The
Open Air Theatre opened in 1932 with a production of Twelfth Night. It still stands on the site.
World War II took a terrible toll on Regent’s Park. It was used to house personnel and for anti-aircraft installations. Three hundred incendiaries, bombs and V2 rockets landed on the Park and Terraces. Rubble from bomb sites in the surrounding area was buried in the Park which is now much flatter because of this; it is 3 meters deep in some places and parts still occasionally subside because of the collapse of landfill or old air raid shelters. During the 1970s and ’80s all the Terraces were restored to their former glory. Some only needed partial restoration, others were completely rebuilt and in some the facade was retained and the houses, apartments or offices rebuilt behind.
Of the 8 independent villas, most designed by Decimus Burton, only 4 remain today.
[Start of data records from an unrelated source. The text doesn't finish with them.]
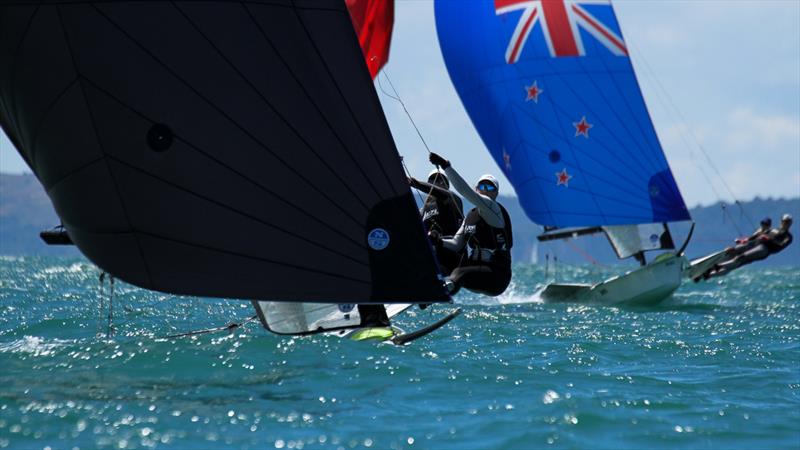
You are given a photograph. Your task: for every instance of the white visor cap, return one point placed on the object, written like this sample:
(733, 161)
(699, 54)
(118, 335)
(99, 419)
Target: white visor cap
(490, 178)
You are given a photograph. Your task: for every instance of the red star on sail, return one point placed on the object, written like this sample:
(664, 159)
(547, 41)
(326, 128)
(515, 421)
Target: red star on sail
(563, 178)
(582, 127)
(533, 92)
(507, 159)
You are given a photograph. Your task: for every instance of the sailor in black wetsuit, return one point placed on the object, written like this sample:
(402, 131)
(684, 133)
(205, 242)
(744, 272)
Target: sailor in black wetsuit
(442, 214)
(765, 244)
(486, 229)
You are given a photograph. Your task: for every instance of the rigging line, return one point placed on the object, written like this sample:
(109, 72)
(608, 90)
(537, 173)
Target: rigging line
(682, 118)
(274, 109)
(233, 170)
(673, 111)
(397, 98)
(93, 123)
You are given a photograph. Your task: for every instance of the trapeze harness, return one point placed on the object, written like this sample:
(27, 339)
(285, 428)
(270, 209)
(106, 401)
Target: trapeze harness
(443, 213)
(488, 268)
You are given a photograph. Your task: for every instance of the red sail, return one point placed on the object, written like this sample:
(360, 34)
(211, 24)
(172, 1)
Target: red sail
(373, 21)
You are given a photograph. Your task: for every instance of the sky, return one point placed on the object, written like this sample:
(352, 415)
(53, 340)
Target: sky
(723, 76)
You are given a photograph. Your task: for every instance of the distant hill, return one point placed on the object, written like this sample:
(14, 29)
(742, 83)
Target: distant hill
(25, 210)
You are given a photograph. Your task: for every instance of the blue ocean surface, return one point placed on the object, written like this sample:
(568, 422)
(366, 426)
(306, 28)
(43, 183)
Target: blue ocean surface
(715, 366)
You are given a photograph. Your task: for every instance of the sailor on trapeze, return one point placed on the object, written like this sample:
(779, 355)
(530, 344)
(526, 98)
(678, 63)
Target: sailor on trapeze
(755, 248)
(442, 215)
(486, 229)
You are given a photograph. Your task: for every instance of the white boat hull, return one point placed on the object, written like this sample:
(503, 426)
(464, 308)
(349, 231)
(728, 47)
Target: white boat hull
(646, 285)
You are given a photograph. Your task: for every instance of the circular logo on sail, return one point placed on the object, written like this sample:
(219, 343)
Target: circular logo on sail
(378, 239)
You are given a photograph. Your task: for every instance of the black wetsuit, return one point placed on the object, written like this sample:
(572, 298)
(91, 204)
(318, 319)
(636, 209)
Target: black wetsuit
(778, 242)
(754, 251)
(488, 269)
(442, 212)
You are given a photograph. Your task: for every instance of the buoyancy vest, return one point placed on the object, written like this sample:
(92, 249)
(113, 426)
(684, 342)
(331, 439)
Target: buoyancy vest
(482, 236)
(442, 215)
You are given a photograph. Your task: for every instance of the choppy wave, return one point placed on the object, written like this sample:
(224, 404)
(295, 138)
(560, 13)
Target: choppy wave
(715, 366)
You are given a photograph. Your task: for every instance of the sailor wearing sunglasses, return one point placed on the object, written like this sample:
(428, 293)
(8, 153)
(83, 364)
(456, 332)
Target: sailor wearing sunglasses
(486, 230)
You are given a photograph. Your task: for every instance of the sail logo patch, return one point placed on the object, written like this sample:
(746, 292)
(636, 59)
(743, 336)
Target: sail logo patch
(378, 239)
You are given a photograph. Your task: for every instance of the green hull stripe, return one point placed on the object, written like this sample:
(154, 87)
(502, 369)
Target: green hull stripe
(381, 334)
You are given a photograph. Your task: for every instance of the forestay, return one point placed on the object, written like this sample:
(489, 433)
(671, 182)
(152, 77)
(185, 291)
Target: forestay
(231, 149)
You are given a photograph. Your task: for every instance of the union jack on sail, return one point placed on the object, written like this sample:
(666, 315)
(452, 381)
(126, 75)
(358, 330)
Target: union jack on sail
(560, 22)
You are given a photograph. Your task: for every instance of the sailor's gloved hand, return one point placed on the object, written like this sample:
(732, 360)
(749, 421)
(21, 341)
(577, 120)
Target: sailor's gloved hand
(439, 161)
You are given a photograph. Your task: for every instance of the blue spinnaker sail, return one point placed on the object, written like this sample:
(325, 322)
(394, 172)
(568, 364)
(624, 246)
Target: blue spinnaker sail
(551, 90)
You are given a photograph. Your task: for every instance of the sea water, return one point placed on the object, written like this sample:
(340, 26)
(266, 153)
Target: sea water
(715, 366)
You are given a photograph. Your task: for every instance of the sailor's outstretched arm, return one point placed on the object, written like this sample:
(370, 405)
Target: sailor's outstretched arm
(487, 208)
(429, 188)
(457, 242)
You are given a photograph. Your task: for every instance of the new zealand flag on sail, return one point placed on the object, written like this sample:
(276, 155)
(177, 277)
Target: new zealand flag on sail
(551, 90)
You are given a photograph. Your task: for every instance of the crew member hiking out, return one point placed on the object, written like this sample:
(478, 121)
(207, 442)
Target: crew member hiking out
(762, 246)
(442, 214)
(486, 230)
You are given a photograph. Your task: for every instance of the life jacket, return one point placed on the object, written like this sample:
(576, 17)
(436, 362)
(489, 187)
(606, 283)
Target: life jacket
(482, 236)
(442, 216)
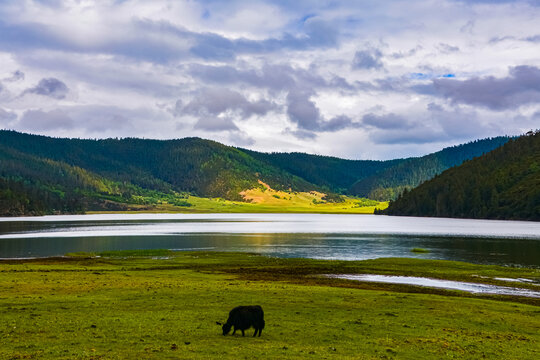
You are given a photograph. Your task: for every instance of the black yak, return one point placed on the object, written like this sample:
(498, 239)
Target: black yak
(244, 317)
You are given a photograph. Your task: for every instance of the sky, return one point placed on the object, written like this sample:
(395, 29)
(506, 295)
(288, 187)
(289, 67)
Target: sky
(364, 79)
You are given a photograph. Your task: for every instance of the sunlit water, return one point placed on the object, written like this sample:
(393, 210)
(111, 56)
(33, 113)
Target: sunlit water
(351, 237)
(443, 284)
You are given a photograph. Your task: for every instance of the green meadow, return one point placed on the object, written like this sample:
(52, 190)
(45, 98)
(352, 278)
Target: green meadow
(262, 201)
(164, 305)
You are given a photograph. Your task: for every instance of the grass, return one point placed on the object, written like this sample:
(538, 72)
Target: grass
(419, 250)
(266, 200)
(125, 305)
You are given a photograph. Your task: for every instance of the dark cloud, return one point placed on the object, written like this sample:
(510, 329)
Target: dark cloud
(50, 87)
(420, 135)
(520, 87)
(177, 108)
(38, 120)
(369, 58)
(215, 101)
(213, 124)
(457, 123)
(276, 77)
(410, 52)
(6, 116)
(162, 42)
(303, 112)
(534, 38)
(447, 49)
(16, 76)
(387, 121)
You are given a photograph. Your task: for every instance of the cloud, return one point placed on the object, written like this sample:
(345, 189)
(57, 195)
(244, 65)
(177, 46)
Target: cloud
(16, 76)
(6, 116)
(520, 87)
(303, 112)
(276, 77)
(367, 59)
(38, 120)
(216, 101)
(50, 87)
(214, 124)
(447, 49)
(386, 121)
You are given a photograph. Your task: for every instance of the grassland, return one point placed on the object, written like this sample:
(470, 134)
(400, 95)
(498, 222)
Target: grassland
(264, 199)
(158, 305)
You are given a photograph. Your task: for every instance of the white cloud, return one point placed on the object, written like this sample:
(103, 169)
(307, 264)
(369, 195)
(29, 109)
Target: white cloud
(271, 75)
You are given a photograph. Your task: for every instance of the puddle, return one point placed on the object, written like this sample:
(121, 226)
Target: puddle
(443, 284)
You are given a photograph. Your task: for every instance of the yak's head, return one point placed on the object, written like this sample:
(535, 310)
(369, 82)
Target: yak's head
(226, 327)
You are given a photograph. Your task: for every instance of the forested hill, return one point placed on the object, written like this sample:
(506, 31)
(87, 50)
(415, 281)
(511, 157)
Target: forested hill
(502, 184)
(407, 174)
(40, 174)
(330, 173)
(202, 167)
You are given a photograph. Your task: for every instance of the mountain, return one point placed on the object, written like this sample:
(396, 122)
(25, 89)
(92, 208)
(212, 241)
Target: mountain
(388, 184)
(330, 173)
(42, 174)
(502, 184)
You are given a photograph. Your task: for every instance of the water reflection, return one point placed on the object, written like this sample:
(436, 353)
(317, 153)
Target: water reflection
(442, 284)
(350, 237)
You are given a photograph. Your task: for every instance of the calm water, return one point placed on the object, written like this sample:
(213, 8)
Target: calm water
(287, 235)
(443, 284)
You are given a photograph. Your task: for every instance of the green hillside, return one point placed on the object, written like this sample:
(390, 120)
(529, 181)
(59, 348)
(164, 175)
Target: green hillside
(41, 175)
(330, 173)
(389, 183)
(502, 184)
(198, 166)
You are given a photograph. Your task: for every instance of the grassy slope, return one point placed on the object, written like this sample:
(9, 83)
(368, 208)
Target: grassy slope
(124, 308)
(300, 202)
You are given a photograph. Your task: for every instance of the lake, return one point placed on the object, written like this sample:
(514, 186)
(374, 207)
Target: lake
(321, 236)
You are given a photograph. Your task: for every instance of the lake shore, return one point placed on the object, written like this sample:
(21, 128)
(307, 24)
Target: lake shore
(162, 304)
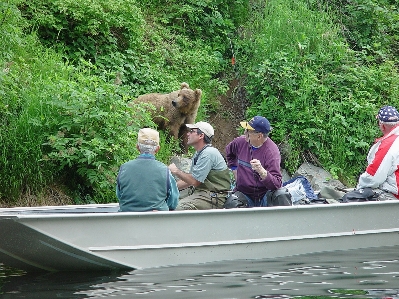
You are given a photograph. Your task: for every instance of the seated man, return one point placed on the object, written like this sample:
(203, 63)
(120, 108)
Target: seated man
(382, 172)
(145, 184)
(209, 178)
(255, 161)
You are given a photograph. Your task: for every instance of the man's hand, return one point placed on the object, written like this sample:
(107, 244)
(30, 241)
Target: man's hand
(173, 168)
(257, 166)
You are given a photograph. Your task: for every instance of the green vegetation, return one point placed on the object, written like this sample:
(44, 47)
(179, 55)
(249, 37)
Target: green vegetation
(71, 70)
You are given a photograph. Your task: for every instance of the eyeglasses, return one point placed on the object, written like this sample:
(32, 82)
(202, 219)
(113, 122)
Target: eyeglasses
(247, 132)
(195, 131)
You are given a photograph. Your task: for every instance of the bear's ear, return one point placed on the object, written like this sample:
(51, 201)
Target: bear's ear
(198, 93)
(184, 85)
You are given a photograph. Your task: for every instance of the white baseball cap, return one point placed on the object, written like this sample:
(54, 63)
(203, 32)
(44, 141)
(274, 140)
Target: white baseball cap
(204, 127)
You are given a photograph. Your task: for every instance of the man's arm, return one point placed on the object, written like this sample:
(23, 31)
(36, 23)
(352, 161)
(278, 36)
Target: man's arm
(173, 196)
(186, 179)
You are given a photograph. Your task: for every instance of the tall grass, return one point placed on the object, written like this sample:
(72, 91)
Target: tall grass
(320, 95)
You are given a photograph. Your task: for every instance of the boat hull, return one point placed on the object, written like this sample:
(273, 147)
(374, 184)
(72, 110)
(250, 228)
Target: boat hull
(79, 239)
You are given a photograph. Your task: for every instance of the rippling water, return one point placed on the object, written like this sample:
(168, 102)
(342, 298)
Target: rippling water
(371, 273)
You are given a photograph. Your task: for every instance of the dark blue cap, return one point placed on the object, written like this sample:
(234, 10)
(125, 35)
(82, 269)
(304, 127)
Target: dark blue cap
(257, 123)
(388, 114)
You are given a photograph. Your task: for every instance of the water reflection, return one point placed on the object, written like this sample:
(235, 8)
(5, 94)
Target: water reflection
(351, 274)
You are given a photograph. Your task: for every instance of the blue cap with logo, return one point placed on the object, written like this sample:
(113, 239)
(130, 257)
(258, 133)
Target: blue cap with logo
(388, 114)
(257, 123)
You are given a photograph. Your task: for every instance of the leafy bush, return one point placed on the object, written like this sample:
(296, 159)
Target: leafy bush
(86, 29)
(317, 93)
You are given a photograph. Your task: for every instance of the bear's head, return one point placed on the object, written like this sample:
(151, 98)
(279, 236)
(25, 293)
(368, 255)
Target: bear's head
(188, 100)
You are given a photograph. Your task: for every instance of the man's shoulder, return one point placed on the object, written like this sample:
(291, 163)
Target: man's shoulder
(271, 144)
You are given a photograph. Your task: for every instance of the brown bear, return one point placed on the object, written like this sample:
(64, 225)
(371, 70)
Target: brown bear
(174, 110)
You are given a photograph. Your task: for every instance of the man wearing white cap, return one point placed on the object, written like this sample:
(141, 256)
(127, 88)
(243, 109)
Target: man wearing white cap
(145, 184)
(209, 177)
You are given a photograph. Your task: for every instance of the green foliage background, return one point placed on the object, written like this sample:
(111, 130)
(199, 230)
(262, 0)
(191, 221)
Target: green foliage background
(318, 69)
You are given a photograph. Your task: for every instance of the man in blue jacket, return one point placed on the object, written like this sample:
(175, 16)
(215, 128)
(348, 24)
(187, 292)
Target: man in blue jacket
(145, 184)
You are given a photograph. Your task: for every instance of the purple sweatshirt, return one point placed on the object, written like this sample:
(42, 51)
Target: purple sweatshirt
(239, 152)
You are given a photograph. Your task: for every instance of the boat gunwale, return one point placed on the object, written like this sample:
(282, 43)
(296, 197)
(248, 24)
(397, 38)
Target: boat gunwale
(62, 211)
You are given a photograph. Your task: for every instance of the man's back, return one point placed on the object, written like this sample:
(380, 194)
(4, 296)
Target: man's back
(143, 185)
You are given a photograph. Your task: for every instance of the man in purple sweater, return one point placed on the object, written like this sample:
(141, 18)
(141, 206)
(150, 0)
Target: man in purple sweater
(255, 161)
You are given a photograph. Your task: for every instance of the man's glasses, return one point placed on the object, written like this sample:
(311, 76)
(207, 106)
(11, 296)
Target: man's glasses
(198, 131)
(247, 132)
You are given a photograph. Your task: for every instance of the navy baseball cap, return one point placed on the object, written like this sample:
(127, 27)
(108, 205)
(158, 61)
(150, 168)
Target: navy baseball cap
(388, 114)
(257, 123)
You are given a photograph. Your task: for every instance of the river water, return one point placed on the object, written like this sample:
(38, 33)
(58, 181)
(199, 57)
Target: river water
(368, 273)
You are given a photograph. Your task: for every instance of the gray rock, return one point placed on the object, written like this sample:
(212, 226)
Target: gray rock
(285, 174)
(318, 177)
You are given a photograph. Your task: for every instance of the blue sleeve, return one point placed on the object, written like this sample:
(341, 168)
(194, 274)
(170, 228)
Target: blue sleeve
(173, 193)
They were each restored in the 1980s – privately funded – and remain in private hands. Of the four lost villas, two were destroyed by enemy action and not rebuilt, one was demolished in the 1930s by the owners and a new house built near the site, and the fourth was demolished in the 1970s to make way for the London Central Mosque.
During the last millennium, Regent’s Park has been forest, pasture, a Royal Hunting Ground, farmland, a private residential development and now a well-loved public space. In the 1820s an architect, James Elmes, wrote of Regent’s Park: “Trim gardens, lawns and shrubs; towering spires, ample domes, banks clothed with flowers, all the elegancies of the town and all the beauties of the country are co-mingled with happy art and blissful union.” Look around you now as you stand in the English Garden – don’t you think that this is still true?